I was less than gentle in my persuasion and I most definitely tried to convince her to take an alternate path. However, my righting reflex did not open Becca’s mind to the possibility of conventional treatment. It only caused her to further dig in her heels and argue fervently against my ideas. She told me that she had watched her mother suffer through chemotherapy and radiation only to die and that she would not walk in her mother’s shoes. I empathized and affirmed but then I proceeded to inform Becca of major breakthroughs and improvements to conventional treatments, and the blending of complementary and traditional western medicine in new models of integrative cancer care. I talked about genetic tests that could assist in treatment decisions and also benefit her daughter down the line. I talked passionately and profusely. By the end, I was exhausted, and Becca was gone.
A couple of years later, I crossed paths with Becca at a local Breast Cancer Survivor event. I was amazed that she remembered me from our one counseling session and was even more surprised that she recalled our conversation kindly. She thanked me for telling her about the new genetic tests. She had undergone testing and was found to be positive for two genetic mutations. This allowed her to provide guidance to her daughter in early monitoring, healthy lifestyle, and cancer prevention. She also told me that she had eventually decided to have a double mastectomy, primarily to ease the symptoms of growing tumors in both breasts, but by then the cancer had further spread to her bones. She was doing well though, teaching yoga, and feeling thankful for each good day spent with her daughter. “My daughter’s story will be very different from mom’s and, hopefully, from mine as well,” she said. “It’s a story filled with possibility and one with a fresh new ending.”
My encounters with Becca and the veracity of my judgement at our first meeting brings to mind the classic Taoist story of a farmer as told here by the philosopher, Allen Watts.
There was a farmer whose horse ran away. That evening the neighbors gathered to commiserate with him since this was such bad luck. He said, “Maybe.” The next day the horse returned, but brought with it six wild horses, and the neighbors came exclaiming at his good fortune. He said, “Maybe.” And then, the following day, his son tried to saddle and ride one of the wild horses, was thrown, and broke his leg. Again, the neighbors came to offer their sympathy for the misfortune. He said, “Maybe.” The day after that, conscription officers came to the village to seize young men for the army, but because of the broken leg the farmer’s son was rejected. When the neighbors came in to say how fortunately everything had turned out, he said, “Maybe.”
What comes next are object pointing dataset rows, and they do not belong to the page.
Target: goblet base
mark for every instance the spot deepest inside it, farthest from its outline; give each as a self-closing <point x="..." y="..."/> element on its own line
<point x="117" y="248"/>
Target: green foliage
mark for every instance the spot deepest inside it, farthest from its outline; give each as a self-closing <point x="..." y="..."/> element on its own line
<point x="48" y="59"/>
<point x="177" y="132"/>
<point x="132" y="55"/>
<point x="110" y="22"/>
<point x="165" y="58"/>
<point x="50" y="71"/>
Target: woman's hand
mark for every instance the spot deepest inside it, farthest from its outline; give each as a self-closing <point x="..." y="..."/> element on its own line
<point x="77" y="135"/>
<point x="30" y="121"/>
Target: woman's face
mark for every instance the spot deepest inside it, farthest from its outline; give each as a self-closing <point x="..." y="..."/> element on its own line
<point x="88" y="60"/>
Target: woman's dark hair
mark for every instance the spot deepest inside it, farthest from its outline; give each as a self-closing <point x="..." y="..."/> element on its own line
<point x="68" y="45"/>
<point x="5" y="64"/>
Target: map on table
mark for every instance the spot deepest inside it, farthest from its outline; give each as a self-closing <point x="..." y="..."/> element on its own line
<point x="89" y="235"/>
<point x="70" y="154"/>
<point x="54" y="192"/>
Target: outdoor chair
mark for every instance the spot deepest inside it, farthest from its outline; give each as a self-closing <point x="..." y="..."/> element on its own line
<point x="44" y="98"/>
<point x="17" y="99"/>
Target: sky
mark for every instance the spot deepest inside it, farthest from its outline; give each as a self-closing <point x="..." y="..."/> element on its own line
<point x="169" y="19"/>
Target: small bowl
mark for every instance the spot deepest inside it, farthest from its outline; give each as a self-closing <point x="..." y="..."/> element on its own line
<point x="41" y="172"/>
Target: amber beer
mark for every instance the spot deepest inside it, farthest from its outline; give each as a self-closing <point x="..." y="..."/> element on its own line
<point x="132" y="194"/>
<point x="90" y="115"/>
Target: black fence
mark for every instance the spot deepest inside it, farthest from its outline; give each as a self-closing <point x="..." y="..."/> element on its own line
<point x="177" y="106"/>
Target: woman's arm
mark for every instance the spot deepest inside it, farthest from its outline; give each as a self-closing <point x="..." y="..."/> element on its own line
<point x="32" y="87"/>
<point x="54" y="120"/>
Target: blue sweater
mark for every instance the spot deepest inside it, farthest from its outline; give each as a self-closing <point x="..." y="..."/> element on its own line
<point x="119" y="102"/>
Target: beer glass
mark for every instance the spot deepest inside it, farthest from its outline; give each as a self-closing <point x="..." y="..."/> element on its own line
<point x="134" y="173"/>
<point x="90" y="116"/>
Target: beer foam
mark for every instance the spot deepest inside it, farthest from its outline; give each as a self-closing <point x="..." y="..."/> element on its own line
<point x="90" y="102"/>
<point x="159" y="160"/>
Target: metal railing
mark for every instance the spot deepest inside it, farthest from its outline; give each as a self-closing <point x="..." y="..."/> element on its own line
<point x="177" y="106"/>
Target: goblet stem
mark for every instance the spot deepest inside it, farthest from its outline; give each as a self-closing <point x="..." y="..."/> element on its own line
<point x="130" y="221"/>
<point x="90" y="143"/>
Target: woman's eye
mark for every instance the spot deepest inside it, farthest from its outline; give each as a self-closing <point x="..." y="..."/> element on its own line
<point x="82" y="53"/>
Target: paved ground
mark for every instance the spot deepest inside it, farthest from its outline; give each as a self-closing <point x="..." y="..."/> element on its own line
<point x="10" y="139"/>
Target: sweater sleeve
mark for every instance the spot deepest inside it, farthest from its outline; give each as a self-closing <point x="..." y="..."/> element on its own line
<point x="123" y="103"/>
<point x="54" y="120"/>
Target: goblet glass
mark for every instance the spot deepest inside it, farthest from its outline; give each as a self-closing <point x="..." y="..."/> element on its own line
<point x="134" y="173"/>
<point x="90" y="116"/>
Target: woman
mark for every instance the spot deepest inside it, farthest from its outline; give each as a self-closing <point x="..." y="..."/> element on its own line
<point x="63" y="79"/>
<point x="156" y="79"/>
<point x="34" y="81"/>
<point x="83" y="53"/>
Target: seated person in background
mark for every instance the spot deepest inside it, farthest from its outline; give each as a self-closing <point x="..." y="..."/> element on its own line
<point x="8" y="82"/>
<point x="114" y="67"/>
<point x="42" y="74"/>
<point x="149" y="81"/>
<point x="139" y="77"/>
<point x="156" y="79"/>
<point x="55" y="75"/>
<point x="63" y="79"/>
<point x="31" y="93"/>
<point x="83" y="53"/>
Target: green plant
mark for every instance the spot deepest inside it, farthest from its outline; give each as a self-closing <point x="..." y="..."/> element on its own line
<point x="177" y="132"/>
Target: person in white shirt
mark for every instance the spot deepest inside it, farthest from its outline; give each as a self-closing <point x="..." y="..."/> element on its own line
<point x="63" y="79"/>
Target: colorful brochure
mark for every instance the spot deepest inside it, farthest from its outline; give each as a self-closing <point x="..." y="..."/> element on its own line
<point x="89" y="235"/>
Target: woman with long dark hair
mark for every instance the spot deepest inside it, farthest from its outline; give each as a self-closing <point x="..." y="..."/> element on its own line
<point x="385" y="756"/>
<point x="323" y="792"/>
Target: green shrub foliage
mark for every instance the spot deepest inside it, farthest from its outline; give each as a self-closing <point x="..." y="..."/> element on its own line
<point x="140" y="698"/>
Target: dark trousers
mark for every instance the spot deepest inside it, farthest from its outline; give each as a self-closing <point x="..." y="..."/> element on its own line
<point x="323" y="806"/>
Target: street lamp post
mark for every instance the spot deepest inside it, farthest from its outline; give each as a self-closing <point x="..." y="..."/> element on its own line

Would Becca have lived longer or better had she followed a more conventional course of cancer treatment? Maybe. Would she have suffered through harsh treatments only to die like her mother? Maybe. Did things unfold for Becca as they did so that her daughter and those who follow might carry a story of promise and hope? Maybe.
It can be humbling and liberating to recognize that often we don’t know whether a decision or a path is the right one and it can even be a relief to let go of our judgements periodically. I thought I understood how to recognize and soften my righting reflex at the end of my first MI training, but I didn’t. Real learning, deep learning, comes from experience and teachers like Becca.